Of course, where “West Side Story” ends in tragedy, “Dream” floats on comedy. When a spell-bound Lysander seeks out Demetrius to eliminate his competition for the heart of Helena – “how fit a word is that vile name to perish on my sword!” – he whips out a switchblade, only to drag it through his hair, revealing it to be a comb.
Hermia and Helena, the ladies of the love rectangle, are reborn as infatuated bobby-soxers in poodle skirts and saddle shoes. Whether intended or not, the transformation serves to highlight the retrograde sexual politics shared by both medieval Athens and Eisenhower America, in which women are defined by the men they desire.
Luckily, Nicole Kang’s Hermia and Koryna Gesait’s Helena have the chops to show their characters’ pain and pathos while still drawing laughs. Gesait in particular has a gift for physical comedy, her limbs all akimbo as she chases, then flees, Demetrius, incredulous that his newfound love for her is real.

Rude mechanicals

Perhaps no characters in “Dream” are more perfect for 1950s Hoboken than the “rude mechanicals,” the group of laborers who put on the play within a play for the Duke of Athens and his cohort. Each could easily have stumbled out of longshoreman’s bar after a few too many rounds with the vague notion of becoming an actor.
Like Terry Malloy in “On the Waterfront,” whose monologue Nick Bottom recites early in the play, the craftsmen have dreams of transcending their plebeian state and becoming contenders for fame and fortune.
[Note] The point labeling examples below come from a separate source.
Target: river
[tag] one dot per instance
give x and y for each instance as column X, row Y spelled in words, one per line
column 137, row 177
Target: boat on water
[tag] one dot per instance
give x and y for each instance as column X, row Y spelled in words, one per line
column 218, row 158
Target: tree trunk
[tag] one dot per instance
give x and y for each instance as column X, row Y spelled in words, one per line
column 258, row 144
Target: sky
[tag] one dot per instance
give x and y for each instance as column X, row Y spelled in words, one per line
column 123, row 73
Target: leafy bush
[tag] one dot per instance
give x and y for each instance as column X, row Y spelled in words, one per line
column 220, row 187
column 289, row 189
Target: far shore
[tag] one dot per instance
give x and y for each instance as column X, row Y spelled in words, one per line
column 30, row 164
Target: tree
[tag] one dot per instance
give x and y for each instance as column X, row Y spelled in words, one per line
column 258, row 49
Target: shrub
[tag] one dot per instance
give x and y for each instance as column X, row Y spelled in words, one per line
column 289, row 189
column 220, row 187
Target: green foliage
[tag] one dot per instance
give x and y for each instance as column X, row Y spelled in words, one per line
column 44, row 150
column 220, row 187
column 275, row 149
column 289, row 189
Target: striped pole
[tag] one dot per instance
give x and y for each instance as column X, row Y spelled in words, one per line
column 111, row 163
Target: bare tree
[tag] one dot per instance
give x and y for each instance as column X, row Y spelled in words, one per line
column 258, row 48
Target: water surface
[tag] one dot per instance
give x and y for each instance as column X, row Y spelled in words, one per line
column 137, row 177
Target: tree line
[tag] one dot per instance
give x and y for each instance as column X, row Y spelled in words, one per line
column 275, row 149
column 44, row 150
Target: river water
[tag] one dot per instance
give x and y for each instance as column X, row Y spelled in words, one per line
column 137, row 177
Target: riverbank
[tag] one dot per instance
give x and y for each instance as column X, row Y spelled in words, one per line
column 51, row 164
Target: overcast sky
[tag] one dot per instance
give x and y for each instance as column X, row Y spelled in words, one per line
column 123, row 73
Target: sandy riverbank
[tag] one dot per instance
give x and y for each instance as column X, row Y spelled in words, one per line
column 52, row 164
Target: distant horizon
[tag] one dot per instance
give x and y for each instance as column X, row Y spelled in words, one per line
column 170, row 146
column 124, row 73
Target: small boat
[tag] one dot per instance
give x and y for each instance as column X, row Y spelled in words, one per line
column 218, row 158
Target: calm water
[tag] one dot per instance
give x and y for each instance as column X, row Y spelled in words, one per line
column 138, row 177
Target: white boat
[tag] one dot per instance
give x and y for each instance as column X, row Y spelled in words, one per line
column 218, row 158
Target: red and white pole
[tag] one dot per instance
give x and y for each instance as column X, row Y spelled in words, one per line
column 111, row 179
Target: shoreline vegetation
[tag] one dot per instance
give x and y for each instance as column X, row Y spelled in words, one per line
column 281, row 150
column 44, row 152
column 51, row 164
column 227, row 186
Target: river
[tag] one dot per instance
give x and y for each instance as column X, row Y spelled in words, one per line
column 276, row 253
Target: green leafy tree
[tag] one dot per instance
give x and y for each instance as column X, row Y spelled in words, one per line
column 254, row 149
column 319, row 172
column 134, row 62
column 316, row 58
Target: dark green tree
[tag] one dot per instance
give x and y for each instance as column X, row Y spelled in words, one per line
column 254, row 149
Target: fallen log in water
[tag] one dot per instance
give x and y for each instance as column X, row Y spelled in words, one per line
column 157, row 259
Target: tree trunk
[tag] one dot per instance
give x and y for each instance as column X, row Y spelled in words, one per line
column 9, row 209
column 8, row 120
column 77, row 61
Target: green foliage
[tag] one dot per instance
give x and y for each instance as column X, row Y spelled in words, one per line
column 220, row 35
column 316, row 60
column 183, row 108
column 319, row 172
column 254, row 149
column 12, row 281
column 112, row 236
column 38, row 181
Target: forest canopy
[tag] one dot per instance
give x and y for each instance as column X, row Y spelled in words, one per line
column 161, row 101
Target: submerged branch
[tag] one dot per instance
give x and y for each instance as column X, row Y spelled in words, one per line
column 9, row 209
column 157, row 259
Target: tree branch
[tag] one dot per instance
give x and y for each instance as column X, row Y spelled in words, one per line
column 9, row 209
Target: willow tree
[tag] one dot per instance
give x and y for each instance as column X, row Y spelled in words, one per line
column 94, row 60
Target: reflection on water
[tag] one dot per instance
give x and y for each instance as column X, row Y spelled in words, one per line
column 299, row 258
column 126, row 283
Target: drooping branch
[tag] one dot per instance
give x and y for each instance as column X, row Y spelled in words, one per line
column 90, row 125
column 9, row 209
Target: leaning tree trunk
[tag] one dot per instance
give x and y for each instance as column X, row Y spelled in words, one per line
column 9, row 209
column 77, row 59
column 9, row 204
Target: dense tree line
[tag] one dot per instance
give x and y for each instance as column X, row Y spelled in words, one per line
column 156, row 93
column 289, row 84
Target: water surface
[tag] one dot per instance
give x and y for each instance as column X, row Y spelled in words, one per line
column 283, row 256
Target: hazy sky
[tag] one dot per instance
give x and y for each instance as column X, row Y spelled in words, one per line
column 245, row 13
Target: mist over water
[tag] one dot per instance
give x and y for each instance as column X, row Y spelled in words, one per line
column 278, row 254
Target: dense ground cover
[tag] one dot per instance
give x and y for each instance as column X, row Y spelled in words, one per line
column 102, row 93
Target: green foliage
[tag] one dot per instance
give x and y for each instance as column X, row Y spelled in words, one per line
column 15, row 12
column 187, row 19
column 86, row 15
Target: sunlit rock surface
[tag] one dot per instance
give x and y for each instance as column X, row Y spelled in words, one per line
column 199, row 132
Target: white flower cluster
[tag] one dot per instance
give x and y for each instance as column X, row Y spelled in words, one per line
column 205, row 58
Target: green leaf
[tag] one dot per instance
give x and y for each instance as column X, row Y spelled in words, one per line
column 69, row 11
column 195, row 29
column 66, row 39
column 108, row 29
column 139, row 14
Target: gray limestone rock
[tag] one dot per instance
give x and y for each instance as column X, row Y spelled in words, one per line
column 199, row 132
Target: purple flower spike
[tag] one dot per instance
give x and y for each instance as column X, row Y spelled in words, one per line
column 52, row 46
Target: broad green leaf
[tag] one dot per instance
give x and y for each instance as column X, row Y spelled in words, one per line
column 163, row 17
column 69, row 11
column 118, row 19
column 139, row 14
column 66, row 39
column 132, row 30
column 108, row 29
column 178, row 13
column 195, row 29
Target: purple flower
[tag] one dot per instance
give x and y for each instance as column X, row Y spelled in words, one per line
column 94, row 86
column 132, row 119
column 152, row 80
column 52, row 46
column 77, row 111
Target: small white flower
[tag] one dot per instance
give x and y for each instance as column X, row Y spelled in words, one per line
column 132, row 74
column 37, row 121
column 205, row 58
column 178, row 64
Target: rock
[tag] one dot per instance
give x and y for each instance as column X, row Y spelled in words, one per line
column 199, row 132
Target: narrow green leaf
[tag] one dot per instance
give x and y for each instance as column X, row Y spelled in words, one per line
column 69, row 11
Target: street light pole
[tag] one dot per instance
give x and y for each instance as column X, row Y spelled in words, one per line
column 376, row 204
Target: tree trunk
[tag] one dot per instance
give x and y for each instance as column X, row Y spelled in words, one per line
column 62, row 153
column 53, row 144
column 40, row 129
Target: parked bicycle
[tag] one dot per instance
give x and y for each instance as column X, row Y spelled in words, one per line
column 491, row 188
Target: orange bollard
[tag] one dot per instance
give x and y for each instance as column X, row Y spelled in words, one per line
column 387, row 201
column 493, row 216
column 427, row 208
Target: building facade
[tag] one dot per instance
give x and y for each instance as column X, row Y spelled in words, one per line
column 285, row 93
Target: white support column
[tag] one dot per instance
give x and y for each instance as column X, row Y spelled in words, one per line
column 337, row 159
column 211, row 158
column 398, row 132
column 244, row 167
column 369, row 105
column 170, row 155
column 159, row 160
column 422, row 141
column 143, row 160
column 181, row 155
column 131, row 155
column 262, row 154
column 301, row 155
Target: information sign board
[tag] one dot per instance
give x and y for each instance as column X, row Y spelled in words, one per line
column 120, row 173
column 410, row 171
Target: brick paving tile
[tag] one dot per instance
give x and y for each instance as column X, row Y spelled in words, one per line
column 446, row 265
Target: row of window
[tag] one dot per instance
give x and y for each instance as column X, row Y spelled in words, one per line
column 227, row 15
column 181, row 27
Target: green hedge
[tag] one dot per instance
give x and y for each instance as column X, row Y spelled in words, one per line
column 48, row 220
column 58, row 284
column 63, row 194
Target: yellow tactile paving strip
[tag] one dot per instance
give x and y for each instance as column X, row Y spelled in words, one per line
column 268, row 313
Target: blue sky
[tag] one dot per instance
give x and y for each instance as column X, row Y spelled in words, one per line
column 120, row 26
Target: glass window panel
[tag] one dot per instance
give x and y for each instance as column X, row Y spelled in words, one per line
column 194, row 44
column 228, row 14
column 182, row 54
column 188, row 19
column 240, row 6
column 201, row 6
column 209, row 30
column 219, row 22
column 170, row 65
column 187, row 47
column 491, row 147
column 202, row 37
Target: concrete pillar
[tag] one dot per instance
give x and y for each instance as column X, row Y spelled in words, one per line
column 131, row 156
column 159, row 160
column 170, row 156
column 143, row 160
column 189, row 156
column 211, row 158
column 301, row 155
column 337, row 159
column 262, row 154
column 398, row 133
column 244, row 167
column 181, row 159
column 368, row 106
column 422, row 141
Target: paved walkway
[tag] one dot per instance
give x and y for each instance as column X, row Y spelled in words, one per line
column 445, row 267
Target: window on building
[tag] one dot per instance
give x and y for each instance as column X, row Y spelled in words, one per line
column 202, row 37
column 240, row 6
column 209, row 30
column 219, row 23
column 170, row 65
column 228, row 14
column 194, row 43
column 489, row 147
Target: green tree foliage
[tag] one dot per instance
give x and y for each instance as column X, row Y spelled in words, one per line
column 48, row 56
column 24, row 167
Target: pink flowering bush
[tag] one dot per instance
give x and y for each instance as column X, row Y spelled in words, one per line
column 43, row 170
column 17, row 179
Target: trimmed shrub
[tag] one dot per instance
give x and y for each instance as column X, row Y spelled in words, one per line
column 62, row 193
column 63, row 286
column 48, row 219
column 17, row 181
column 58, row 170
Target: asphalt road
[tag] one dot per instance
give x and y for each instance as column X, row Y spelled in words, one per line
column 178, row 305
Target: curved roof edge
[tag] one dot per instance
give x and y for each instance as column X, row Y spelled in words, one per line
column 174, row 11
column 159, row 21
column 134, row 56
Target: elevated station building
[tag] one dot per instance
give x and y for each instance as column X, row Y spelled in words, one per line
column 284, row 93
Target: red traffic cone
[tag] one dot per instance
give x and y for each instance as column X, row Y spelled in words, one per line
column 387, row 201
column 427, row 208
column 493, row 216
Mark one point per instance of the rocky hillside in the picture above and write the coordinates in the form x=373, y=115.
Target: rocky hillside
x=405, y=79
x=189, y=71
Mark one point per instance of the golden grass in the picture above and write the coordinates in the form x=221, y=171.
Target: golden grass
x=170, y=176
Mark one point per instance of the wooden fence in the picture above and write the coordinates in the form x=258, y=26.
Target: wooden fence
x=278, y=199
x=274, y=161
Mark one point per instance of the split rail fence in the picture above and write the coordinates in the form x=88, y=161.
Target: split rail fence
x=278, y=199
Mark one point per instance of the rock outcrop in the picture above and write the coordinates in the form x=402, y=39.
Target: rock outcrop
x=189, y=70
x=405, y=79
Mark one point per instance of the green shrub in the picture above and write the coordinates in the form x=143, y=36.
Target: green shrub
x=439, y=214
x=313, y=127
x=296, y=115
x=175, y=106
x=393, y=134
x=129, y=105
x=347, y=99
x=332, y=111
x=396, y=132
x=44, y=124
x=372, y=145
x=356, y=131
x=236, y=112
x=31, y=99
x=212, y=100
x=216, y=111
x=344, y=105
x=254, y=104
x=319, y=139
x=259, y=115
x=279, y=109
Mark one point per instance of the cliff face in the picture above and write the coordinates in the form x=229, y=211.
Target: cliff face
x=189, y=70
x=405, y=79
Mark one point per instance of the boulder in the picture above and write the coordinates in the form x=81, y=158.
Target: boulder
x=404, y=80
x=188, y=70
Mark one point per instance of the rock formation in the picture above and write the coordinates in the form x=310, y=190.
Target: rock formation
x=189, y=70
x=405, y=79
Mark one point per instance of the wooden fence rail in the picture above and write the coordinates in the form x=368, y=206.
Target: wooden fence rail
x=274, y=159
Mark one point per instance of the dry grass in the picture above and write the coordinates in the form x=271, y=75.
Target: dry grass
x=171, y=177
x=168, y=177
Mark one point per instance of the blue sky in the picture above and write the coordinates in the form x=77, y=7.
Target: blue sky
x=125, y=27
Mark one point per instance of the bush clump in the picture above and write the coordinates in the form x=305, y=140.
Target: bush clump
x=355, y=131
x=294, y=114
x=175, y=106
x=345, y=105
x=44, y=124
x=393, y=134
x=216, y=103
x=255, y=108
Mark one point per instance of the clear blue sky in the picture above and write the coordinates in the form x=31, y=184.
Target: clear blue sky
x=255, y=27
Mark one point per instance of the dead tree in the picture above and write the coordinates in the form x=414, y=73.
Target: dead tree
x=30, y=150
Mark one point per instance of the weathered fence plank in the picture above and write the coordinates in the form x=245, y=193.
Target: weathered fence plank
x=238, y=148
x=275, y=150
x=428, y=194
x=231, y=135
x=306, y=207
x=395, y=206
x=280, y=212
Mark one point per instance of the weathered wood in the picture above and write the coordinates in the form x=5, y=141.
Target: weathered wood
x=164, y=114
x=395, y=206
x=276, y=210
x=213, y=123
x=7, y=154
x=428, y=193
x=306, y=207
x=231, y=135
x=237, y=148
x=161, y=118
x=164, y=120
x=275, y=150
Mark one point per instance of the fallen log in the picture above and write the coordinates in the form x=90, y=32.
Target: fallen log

Of course, they have no talent in their chosen art, but in their glorious failure to produce a tragedy on stage, the crew provide the largest belly laughs of the night by far.
Hoboken resident Matthew Lawler steals the show as Bottom, the weaver who is turned into a donkey and spends the night with the fairy queen. Lawler perfectly captures the mixture of self-confidence and stupidity that has defined American sitcom stars from Cliff Claven to Homer Simpson.

Plays for young lovers

O’Connor’s most conspicuous choice in setting “A Midsummer Night’s Dream” in Hoboken is demanding that his mortal characters speak with thick Jersey accents.
“When you use a dialect…you put on this vocal mask,” explained O’Connor, “and it helps you create a character.”
(Ironically, O’Connor forgoes the most famous mask in the play, giving Bottom only ears and hooves instead of a full asshead when he is transformed, one of the production’s few missteps.)
O’Connor credits the accents for “making us hear the play in a very fresh way,” but one suspects he just as much enjoyed making his Jersey-fied Lysander chew through lines like “Out, tawny tartar, out!”
O’Connor said he brought back the Eisenhower-era “Dream,” first performed by Mile Square Theatre in 2007, in honor of Frank Sinatra’s 100th birthday, coming in December. Ol’ Blue Eyes’ songs feature throughout the play, and they are deployed expertly to complement and lighten the narrative.
After being turned into an ass and abandoned by his friends, Bottom comforts himself by singing a stanza from “My Way.” When Oberon’s manservant Puck finally gets all the Athenian lovers to fall asleep, ending their frolic in fairyland, the dulcet tones of “Put Your Dreams Away” play.
The songs do more than drive home the setting of this “Midsummer Night’s Dream” once again. They help to highlight the true force of nature at the core of the play – not the tides of the sea but the transformative power of love.
Both Sinatra and Shakespeare were hopeless romantics, and “Dream” is the bard’s purest expression of that sentiment. It may be triggered by the nectar of a forest flower, but love is a magic spell all its own, with the ability to turn enemies into friends, the ugly into the beautiful, and men into asses. The Chairman of the Board said it himself: “Fairy tales can come true. It can happen to you, if you’re young at heart.”
The Mile Square Theatre production of “A Midsummer Night’s Dream” will be performed on July 22, 25, 26, 27, 28, and Aug. 1, 2, 3, 4, 8, and 9 at the amphitheatre in Frank Sinatra Park, located near Fourth Street and Sinatra Drive. All performances are free to the public and begin at 8 p.m.